Last Saturday, Barry and planned out an entire morning of errand-running: 1) Irvine Farmers’ Market, 2) Roger’s Gardens, and, 3) lunch at Taco Rosa’s. We wanted to hit the market first (before the rest of the free world arrived), but the dilemma was keeping the goods cold while we strolled through Roger’s (it’s like Disneyland for gardeners), and stopped for a leisurely lunch.
The solution: packing a cooler with ice in the trunk of the Blueberry (what I affectionately call the blue Volvo XC60).
I’m not sure what took us so long to figure the cooler thing out, but it kept our market oysters cold all morning so that when Barry spent all of Saturday afternoon doing yard work, I was able to serve up some bubbles and oysters as a mid-afternoon snack.

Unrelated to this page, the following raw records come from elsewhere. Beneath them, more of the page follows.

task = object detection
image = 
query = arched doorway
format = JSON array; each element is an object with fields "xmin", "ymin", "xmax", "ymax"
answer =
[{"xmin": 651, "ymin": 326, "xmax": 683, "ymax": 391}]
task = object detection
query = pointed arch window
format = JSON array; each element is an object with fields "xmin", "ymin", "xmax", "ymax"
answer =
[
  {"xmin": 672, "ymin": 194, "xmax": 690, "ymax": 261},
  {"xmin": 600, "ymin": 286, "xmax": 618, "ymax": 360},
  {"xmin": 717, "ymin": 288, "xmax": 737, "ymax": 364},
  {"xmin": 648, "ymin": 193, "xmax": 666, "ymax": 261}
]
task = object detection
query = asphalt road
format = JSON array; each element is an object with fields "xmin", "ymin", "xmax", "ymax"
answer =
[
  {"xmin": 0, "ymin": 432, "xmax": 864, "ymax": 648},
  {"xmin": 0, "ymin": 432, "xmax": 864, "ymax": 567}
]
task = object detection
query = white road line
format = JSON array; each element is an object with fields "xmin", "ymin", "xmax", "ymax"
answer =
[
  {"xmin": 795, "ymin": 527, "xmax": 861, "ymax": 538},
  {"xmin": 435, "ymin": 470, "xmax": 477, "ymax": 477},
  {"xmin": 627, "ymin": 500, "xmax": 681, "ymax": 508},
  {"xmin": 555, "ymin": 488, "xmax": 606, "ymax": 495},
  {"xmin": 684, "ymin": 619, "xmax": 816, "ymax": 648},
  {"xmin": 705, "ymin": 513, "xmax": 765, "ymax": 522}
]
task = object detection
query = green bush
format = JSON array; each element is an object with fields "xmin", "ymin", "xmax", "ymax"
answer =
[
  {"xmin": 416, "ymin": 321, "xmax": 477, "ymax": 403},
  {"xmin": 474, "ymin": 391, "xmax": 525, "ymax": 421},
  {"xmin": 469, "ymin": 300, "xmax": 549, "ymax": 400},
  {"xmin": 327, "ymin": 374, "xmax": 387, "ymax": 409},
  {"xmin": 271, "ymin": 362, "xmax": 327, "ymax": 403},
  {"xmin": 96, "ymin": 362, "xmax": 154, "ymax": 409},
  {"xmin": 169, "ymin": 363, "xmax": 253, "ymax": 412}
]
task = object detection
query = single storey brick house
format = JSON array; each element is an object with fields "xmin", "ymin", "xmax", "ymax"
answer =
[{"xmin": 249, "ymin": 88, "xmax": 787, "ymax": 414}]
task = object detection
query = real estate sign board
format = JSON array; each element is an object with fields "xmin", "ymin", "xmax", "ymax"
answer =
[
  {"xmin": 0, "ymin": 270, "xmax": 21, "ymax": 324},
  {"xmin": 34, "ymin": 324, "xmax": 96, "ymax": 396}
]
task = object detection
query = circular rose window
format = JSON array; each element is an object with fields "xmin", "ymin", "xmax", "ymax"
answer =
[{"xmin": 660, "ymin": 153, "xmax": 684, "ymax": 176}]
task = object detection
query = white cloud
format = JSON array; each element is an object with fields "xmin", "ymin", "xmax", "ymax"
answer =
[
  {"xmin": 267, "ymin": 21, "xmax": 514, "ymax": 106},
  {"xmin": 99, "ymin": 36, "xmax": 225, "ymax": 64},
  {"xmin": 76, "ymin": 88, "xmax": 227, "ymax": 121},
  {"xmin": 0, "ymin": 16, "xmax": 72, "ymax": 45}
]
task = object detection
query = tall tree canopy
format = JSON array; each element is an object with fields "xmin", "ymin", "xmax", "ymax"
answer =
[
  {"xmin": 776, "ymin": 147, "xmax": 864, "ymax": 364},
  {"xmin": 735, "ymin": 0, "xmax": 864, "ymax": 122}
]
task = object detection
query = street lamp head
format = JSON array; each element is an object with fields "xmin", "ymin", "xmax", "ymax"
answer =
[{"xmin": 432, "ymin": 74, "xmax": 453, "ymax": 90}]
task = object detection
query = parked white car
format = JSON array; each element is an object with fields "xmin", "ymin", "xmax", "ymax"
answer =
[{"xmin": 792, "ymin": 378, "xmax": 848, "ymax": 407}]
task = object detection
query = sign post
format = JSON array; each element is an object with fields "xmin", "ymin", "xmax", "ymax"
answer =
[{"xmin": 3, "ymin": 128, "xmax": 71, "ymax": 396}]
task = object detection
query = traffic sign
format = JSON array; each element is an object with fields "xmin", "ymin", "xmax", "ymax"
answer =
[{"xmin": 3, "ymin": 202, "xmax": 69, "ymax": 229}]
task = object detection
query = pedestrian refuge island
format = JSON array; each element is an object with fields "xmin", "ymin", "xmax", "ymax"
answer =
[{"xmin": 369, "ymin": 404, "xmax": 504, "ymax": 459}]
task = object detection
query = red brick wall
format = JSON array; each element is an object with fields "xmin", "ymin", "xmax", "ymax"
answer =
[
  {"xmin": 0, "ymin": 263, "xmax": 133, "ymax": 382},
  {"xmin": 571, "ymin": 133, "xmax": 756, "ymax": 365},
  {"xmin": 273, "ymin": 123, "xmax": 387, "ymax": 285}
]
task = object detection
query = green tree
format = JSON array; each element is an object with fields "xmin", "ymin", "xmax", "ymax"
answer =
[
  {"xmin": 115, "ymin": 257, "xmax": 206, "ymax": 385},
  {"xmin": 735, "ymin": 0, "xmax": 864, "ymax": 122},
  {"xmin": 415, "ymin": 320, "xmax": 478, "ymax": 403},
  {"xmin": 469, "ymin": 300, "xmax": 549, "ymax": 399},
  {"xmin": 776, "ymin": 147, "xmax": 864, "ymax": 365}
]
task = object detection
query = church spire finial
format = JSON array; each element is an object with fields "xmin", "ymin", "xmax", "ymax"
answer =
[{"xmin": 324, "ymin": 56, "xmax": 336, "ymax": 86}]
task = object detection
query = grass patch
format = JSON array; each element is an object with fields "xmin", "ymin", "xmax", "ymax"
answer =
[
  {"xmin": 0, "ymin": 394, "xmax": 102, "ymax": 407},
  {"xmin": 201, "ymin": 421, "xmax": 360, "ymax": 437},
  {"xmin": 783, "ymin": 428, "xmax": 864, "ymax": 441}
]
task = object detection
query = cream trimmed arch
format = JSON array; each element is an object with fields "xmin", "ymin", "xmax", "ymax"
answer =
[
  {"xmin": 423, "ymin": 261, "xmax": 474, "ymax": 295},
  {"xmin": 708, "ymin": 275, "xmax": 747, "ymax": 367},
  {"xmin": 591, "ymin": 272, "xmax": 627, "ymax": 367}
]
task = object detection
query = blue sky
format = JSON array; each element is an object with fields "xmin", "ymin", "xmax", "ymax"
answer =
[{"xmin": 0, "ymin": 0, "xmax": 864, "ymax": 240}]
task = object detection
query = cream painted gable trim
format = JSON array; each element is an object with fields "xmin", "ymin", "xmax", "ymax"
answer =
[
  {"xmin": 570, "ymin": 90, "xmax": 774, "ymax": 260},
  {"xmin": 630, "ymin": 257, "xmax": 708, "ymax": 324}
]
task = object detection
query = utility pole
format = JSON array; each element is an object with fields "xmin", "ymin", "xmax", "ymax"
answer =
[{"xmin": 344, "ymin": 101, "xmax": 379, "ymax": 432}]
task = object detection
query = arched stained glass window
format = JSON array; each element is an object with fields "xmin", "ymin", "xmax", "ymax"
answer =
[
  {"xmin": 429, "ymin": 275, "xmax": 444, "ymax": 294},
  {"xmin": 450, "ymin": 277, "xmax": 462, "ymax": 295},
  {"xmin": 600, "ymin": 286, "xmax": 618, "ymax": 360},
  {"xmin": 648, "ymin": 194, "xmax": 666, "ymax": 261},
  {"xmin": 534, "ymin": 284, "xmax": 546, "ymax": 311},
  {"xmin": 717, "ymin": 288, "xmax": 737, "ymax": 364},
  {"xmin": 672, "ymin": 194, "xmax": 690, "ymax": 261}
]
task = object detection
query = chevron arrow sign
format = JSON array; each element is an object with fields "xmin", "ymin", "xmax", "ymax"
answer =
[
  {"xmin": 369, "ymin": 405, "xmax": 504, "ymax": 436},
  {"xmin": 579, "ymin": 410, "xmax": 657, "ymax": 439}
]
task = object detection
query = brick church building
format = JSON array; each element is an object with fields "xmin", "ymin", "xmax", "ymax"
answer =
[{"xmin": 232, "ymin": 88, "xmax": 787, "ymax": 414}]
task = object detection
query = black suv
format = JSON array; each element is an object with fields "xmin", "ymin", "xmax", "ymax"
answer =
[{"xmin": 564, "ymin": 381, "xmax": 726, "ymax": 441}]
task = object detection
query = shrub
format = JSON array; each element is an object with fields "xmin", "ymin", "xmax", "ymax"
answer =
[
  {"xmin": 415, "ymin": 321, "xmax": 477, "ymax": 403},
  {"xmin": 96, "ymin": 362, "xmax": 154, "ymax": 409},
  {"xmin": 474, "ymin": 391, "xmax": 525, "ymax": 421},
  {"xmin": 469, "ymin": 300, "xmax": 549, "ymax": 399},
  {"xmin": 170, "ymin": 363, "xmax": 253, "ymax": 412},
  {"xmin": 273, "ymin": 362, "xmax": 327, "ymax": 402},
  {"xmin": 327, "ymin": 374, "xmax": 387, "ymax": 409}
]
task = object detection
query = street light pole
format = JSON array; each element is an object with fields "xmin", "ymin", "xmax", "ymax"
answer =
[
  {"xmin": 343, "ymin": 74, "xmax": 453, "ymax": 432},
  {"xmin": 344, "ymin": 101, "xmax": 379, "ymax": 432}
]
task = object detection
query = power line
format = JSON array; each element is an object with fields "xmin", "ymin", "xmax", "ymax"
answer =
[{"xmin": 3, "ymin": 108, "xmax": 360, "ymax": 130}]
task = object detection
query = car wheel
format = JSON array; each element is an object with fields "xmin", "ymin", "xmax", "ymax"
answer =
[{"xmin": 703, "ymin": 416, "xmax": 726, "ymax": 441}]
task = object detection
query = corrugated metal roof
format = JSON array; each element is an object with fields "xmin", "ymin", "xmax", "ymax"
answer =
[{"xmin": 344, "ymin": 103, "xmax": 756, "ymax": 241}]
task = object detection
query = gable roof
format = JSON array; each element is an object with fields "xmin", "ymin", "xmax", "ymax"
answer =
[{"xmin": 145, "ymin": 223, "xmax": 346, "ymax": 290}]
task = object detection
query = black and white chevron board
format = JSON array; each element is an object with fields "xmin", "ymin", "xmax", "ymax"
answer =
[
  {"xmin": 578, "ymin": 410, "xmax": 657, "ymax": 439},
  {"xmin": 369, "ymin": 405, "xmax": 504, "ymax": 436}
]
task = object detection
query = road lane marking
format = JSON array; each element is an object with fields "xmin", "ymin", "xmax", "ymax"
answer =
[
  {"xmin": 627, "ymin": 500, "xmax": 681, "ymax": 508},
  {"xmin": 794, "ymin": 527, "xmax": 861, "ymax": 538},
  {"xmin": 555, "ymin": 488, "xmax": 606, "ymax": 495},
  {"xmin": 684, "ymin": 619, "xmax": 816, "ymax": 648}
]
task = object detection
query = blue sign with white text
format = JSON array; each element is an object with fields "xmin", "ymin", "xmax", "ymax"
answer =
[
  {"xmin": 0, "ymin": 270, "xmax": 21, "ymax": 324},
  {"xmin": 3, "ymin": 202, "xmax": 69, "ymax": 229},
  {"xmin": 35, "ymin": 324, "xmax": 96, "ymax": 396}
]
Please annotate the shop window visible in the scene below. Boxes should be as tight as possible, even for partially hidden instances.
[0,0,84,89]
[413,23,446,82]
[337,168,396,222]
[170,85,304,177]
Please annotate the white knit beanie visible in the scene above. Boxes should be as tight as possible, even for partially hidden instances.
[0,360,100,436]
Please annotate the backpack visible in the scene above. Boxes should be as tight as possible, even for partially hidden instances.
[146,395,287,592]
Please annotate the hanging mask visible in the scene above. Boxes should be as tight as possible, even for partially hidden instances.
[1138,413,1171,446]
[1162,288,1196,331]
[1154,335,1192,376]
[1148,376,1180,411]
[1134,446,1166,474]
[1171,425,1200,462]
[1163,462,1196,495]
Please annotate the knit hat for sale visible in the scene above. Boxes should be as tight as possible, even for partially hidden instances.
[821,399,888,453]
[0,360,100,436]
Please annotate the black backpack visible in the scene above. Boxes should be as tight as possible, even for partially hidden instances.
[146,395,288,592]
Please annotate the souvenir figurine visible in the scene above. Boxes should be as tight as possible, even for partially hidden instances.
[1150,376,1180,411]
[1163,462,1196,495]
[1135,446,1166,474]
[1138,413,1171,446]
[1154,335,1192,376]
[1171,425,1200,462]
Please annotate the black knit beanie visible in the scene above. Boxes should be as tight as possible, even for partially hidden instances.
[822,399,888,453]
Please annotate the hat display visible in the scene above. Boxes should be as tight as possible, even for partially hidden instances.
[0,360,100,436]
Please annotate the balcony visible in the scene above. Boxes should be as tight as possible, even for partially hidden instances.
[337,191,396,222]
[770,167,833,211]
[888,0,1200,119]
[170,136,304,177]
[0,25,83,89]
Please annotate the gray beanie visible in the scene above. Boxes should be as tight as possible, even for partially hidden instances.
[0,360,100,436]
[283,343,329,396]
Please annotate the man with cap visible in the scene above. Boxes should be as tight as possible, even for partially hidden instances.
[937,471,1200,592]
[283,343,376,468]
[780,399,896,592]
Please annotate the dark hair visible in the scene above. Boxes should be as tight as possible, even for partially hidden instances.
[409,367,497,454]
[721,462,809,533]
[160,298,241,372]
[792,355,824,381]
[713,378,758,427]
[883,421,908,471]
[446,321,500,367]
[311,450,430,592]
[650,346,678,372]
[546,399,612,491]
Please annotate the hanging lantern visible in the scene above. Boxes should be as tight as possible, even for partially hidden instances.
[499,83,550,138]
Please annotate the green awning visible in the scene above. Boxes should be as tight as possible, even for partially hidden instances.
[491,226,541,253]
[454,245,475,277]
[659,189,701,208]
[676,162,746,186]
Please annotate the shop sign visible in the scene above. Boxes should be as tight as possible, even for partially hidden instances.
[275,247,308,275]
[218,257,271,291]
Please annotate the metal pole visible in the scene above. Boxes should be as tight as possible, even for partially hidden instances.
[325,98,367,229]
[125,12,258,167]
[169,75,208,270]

It really is the little things that make us happy.
Happy Friday, folks! And cheers to the start of another summer weekend. [K]
- 1 teaspoon finely diced shallot
- ½ teaspoon finely diced cilantro leaves
- ¼ teaspoon whole pink peppercorns
- 2 tablespoons champagne vinegar
- 4 cups ice
- 6 Pacific oysters
- Prepare mignonette: In a ramekin, add shallot and cilantro. With a pestle and mortar, slightly crush pink peppercorns, then add to ramekin. Add champagne vinegar; set entire mixture aside.
- Prepare serving dish: Crush ice and pour into 10” round pie plate. Add mignonette ramekin to the center and refrigerate while shucking oysters.
- Carefully shuck oysters, discard un-used shell halves, and place oysters on the half-shell onto serving dish over ice. Serve immediately.